Minister of Higher Education, Science and Technology, Blade Nzimande, says it is clear that blended and multimodal learning, including digital and online learning, must become a standard part of the higher education system in future.
Nzimande was briefing the media on Thursday on efforts by his department to save the 2020 tertiary academic year in spite of the disruptions brought by the Covid-19 pandemic.
“I want to assure South Africans that all our universities are fully committed to complete the 2020 academic year by mid-March 2021. Twenty-five universities are set to start the 2021 academic year at end of March 2021 and one university in April,” said Nzimande.
While pushing for increased e-learning, the minister also acceded: “We must also immediately point out that a significant number of students, especially those at historically-black universities and campuses, and those living in working-class and poor communities, have struggled to access digital platforms because of lack of devices, connectivity, and other family household circumstances.”
Nzimande addressed delays around the purchasing of laptops for National Student Financial Aid Scheme (NSFAS) students, saying a tender had been approved and the laptops would be provided to students in the new academic year.

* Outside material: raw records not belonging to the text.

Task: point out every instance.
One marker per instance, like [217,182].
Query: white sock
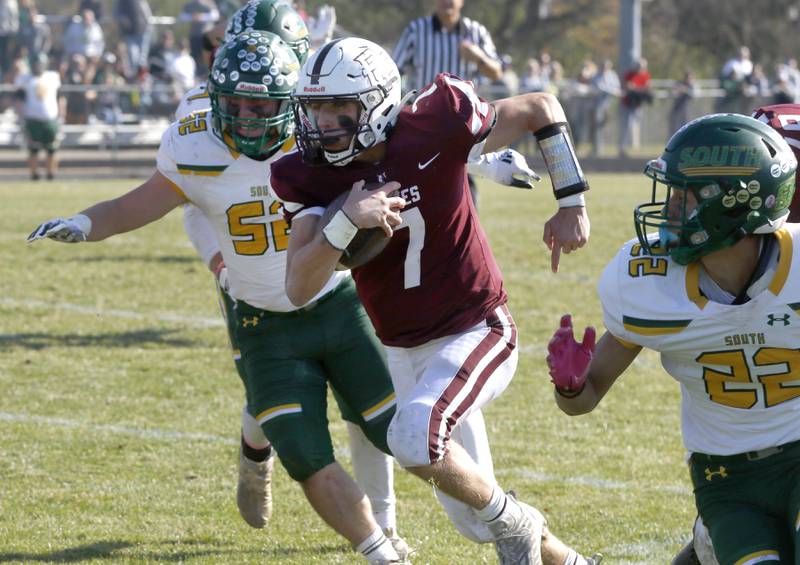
[574,558]
[251,432]
[496,506]
[377,548]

“It was very important to ensure that the procurement processes were followed very strictly,” Nzimande said.
Nzimande said the consequences of the Covid-19 pandemic would be felt for years to come in most sectors, including the tertiary academic space.
He said his department had been working with the World Health Organisation (WHO) and the National Centre for Communicable Diseases (NICD) to map the way forward for tertiary students.
He added that he had taken note of Covid-19 cluster outbreaks in the Eastern Cape, in particular.
“We do anticipate more cluster outbreaks in more provinces and institutions,” he warned, asking that students and academic staff remain disciplined regarding basic hygiene protocols.